Le quartier n’a pas toujours bonne presse, surtout auprès de ceux qui proclament la faillite du modèle multiculturel néerlandais : trop d’habitants peu éduqués, trop de chômage, trop de criminalité, des émeutes… La dernière remonte à l'été 2015, après que Mitch Henriquez, originaire d’Aruba, a été abattu par les forces de l’ordre. "Lorsqu’il y a un incident, les télés débarquent, et tout le monde se pose en expert. Alors qu’en fait, personne ne sait rien de la vie ici", s’agace Itai Cohn, qui habite Schilderswijk depuis une quinzaine d’années. "C’est un quartier très vivant, commerçant. Comparaison n’est pas raison, mais cet endroit, où cohabitent pacifiquement des gens de 120 nationalités, relativement sûr, où les logements sont décents, pourrait devenir un petit New York. Je considère que c’est un des endroits les plus fascinants de La Haye, et même des Pays-Bas", défend-il.

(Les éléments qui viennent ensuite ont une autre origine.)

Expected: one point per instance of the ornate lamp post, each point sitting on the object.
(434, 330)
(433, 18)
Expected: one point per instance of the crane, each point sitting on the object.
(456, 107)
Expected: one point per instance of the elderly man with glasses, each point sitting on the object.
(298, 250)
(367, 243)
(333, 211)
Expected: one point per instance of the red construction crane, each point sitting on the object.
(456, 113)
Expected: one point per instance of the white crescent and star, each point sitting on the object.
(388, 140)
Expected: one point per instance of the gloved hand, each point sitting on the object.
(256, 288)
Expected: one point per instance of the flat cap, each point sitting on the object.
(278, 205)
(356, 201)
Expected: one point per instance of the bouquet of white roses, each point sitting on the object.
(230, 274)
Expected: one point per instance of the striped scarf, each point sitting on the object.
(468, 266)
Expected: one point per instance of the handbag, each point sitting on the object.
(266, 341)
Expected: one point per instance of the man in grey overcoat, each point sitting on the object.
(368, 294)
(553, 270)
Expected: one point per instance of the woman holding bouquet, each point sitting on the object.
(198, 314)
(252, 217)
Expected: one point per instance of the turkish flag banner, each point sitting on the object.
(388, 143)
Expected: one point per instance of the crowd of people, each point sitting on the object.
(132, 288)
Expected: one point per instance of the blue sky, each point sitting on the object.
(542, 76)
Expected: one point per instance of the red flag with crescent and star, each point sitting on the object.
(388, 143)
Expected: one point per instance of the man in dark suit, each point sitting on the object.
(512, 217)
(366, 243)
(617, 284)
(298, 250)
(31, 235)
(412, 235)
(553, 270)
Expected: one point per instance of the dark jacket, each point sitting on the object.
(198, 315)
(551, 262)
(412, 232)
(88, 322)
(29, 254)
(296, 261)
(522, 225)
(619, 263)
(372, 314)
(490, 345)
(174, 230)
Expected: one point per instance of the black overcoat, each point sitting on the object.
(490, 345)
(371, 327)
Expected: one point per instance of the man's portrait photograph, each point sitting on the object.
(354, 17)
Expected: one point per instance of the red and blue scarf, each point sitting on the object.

Aussi, pour éclairer son quartier sous un autre angle, cet artiste quadragénaire néerlandais a décidé d’organiser un Schilderswijkbewoners tour, avec au programme des visites des magasins et des entreprises, des institutions culturelles du quartier et des dégustations de spécialités "locales". "Que les habitants du quartier jouent le rôle de guide, c’est ça qui rend le tour spécial. Cela permet de voir au-delà de la surface", assure Itai Cohn. "Il y a une vision plus large derrière ça. Les gens vivent dans des univers parallèles. Mais quand deux personnes se rencontrent, rient et mangent ensemble, se parlent, vous établissez une connexion, et vous changez les regards."

L’impact néfaste du discours de Geert Wilders

Or, les connexions entre communautés s’établissent de moins en moins bien aux Pays-Bas. Le populiste Wilders s’échine à imprimer dans les esprits que l’islam menace l’identité du pays. "Les musulmans constituent une minorité très visibles, avec les mosquées, les magasins halal, la manière dont certains se vêtent, le fait qu’ils habitent dans les grandes villes", explique Habib el Kaddouri, de l’organisation SMN, basée à Utrecht, et qui travaille à l’intégration des Marocains aux Pays-Bas. "Cela se combine avec le fait que les médias mettent l’accent sur certains incidents et les problèmes de l’intégration pour renforcer le sentiment d’un pays dominé par les musulmans", alors qu’ils ne comptent que pour environ 5 % de la population.